David Jablonski

Behind the scenes at OHWW Festival

This November saw the first Open House Worldwide Festival, a digital and global event on architecture, urban design and the future of cities. In addition to on-demand content, the free-to-access festival also included a 48-hour livestream, with more than 120 live speakers and content from more than 40 cities around the world. Let’s dive into the technology that made this event happen.

Open House organisations on five continents met virtually in spring of 2020 and started working on an international Open House festival, the first of its kind. Working groups included content, communication, finances and technology. As the technical coordinator of the OHWW festival, I was responsible for the smooth delivery of the festival to a global audience.

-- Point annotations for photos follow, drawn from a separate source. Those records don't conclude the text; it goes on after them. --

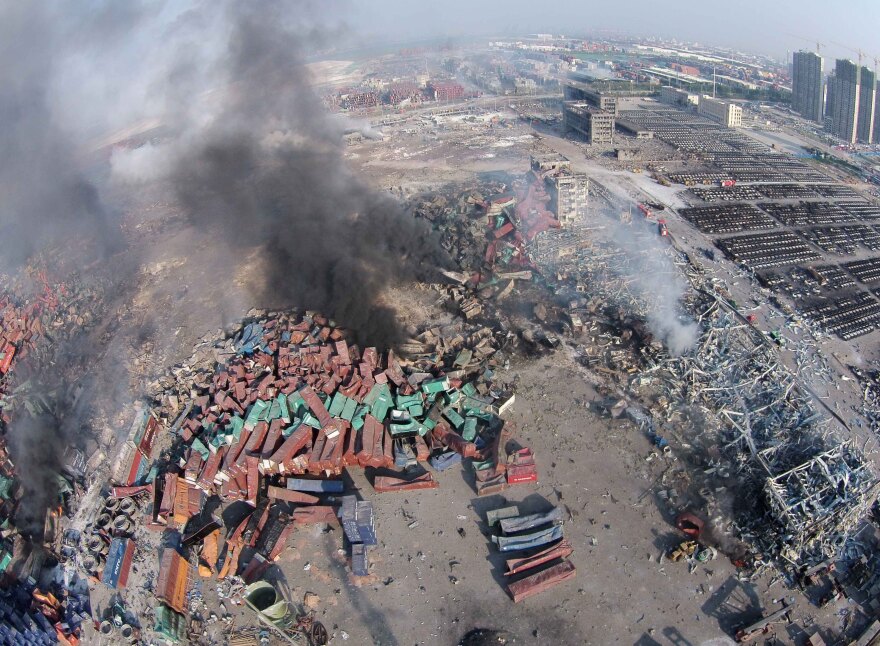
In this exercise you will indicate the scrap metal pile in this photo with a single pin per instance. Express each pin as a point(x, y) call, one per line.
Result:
point(272, 413)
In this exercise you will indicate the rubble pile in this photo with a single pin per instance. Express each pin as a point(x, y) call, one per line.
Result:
point(295, 398)
point(30, 615)
point(272, 413)
point(542, 555)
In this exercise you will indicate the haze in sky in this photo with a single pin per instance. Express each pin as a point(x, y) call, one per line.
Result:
point(768, 27)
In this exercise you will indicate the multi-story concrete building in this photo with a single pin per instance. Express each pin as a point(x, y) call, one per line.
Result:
point(569, 196)
point(844, 93)
point(583, 93)
point(675, 96)
point(569, 191)
point(729, 114)
point(808, 85)
point(588, 120)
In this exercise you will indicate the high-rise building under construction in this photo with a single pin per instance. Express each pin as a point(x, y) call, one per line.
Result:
point(844, 94)
point(808, 85)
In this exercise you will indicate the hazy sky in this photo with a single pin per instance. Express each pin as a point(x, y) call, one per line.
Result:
point(766, 26)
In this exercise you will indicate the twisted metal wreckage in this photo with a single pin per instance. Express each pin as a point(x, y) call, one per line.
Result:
point(803, 488)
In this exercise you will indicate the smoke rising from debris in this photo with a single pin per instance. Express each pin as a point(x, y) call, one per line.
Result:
point(46, 196)
point(266, 170)
point(654, 278)
point(246, 150)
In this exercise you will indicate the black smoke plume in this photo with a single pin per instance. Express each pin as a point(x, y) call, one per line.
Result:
point(247, 151)
point(269, 171)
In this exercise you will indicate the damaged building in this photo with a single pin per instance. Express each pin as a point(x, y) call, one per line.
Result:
point(589, 121)
point(568, 191)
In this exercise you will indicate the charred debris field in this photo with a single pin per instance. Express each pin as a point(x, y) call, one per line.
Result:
point(267, 482)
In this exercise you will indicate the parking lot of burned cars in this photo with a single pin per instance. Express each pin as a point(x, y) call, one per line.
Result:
point(774, 214)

Thanks to the work of an incredibly dedicated, international content team, the livestream programme was curated in the summer of 2020. In October, we started work on the tech runsheet for the event, created in Notion, which included a minute-by-minute schedule for the 48 hours, as well as emergency contacts and technical specifications.

Of course, delivering a 48-hour livestream is impossible to do on your own. We had two tech hubs, one in Brisbane and one in Vienna, that handled the live-streaming during the weekend as well as a wonderful team working behind the scenes on various aspects of the production. As the live director in the Vienna tech hub, I was responsible for 32 hours of streamed content.

Our software of choice for the livestream was vMix, which handled up to eight live video links through vMix Call and additional ones via Zoom, playback of pre-recorded content and delivery of custom graphics, including lower thirds and interstitials, which were based on the visual identity created by V-A in Lisbon. The livestream was distributed via YouTube, which was integral to ensuring a smooth streaming experience for the global audience, including interactive formats via our live chat and social media.

Especially challenging formats included a hybrid in-person and virtual discussion that included four speakers in Zurich and one remote speaker in Vienna, as well as live building tours using mobile phones and very quick changeovers from one live setup to the next in the span of minutes.

More than 40.000 visitors tuned into the livestream, with up to 600 simultaneous viewers during London’s city tour. More than 3.500 live chat messages, 8.700 watch time hours and 1.800 newsletter subscribers during the weekend show that we successfully engaged a worldwide audience. We delivered 75 live video links through vMix Call and an additional 50 through Zoom.

Working on this festival as part of an international team has been a real joy. I felt like I was traveling around the globe while sitting in my living room, which had become the impromptu live control room during the second lockdown in Vienna. A huge thank you to the international team that made this event happen – and our audience around the world.